The Judge stated that had these matters been drawn to the Judge’s attention during the New Year’s Eve Application, he would have refused to make the injunction in the form entered and he would have been careful to ensure that only Chabra relief was granted.
Submissions that the mistake had been “innocent” were rejected in their entirety by the Judge.
The Judge also noted with disapproval the complete lack of any expression of remorse by Emmerson. The Judge noted that:
When the matter was raised with [Emmerson] immediately after the injunction was served on Campbells, [Emmerson] replied in a letter of the 6th of January 2019; … they agreed there to vary the injunction as against ABC, but does not include even the most perfunctory apology for the terms in which the order was obtained in the first place. Where mistakes of this gravity are made, it would be normal to see some display of contrition. I regret that I do not see any in this case.
The Judge went on to find serious nondisclosure and indeed positive misrepresentations (rarely occurring in BVI or indeed in any other jurisdiction).
The Judge was similarly critical regarding the New Claims against ABC. He said:
In this case, the factual matrix is that Emmerson was seeking Chabra relief against ABC. That comes from the application at page 92 which I have already read and that is what the Amended Claim Form which was submitted to the Court sought.
Now I recall that the hearing on the 31st of December 2018 was ex parte and that the Emmerson team drew up the order which was then approved by the Court. I find it a spectacularly unattractive argument that Emmerson can take advantage of drafting facilities of their own team to bring a claim which was never in contemplation of the Court when the order was made.
Of importance in setting right the mischief caused and the “new claim” filed against ABC, Justice Jack said:
… you don’t have a billion dollar claim for conspiracy and fraud to a Chabra application made over a telephone afternoon call without giving any notice of it.
There was no evidence put before the Court by Emmerson to support a personal claim.

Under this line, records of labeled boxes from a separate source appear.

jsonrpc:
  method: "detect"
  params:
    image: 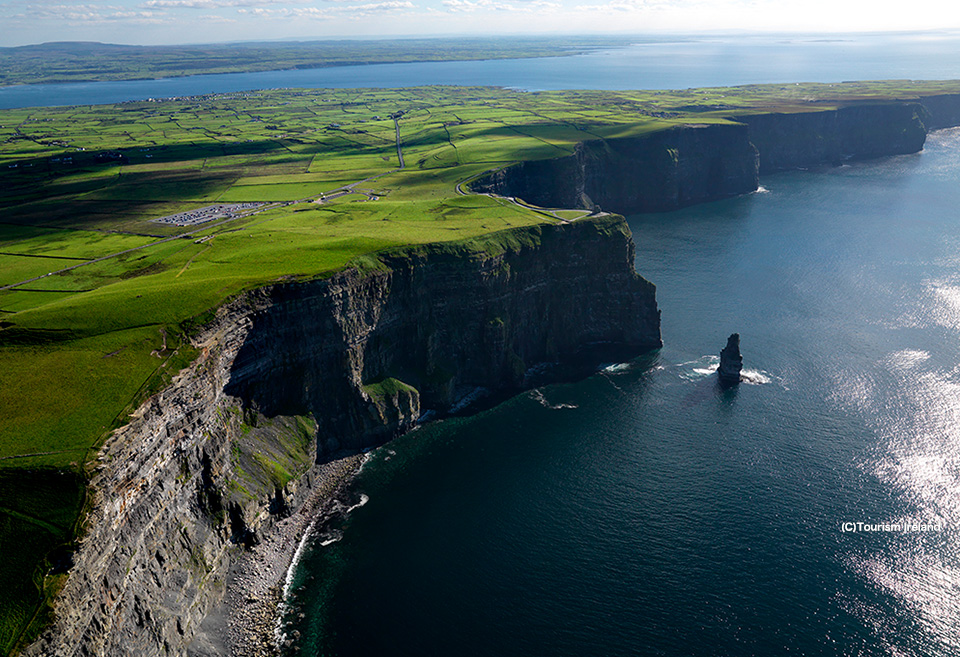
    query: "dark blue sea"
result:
[13,34,960,657]
[0,31,960,109]
[278,125,960,657]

On the contrary, the evidence was all directed at Chabra relief which is relief against a non cause of action defendant. I don’t accept that [the Judge who heard the 31 December application] was intending to allow a personal claim to be brought against ABC. Such an application was never before him, and he never applied his mind to it. If he had, he would no doubt have given a judgment explaining his reasoning.
The order I make, therefore, is that the purported amendments to the First Ancillary Claim and the Statement of Claim attaching to that are disallowed.

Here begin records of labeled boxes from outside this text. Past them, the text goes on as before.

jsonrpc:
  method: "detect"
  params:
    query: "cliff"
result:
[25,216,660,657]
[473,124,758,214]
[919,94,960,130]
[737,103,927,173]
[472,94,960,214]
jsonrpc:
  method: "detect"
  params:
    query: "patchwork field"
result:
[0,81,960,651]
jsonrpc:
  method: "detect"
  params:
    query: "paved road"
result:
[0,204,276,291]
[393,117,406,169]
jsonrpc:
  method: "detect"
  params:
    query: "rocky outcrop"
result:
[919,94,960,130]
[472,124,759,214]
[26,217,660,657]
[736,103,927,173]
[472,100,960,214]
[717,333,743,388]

The Judge awarded ABC its full costs.
This decision serves as an excellent reminder for practitioners to be meticulous, careful and candid when seeking extraordinary relief at ex parte hearings.
Further, in the regrettable event that a mistake is made, acknowledge it immediately, take steps to fix it and, importantly, show remorse. It is not a sign a weakness to admit fault and apologise – in fact it is precisely the opposite. Failure to show remorse may be a factor to be taken into account when determining costs awards and such costs may increase against parties found to be in the wrong having taken the wrong approach and which failed to show remorse for their errors.
The decision remains subject to the Order being entered and Emmerson has applied for leave to appeal.
The successful applicant, ABC Grandeservus Limited, is represented in BVI by Campbells’ BVI team of Brian Child (Partner) and Charlotte Walker (Associate). Brian Doctor QC (Fountain Court Chambers) was leading silk for the hearing in BVI on 7 and 8 May 2019.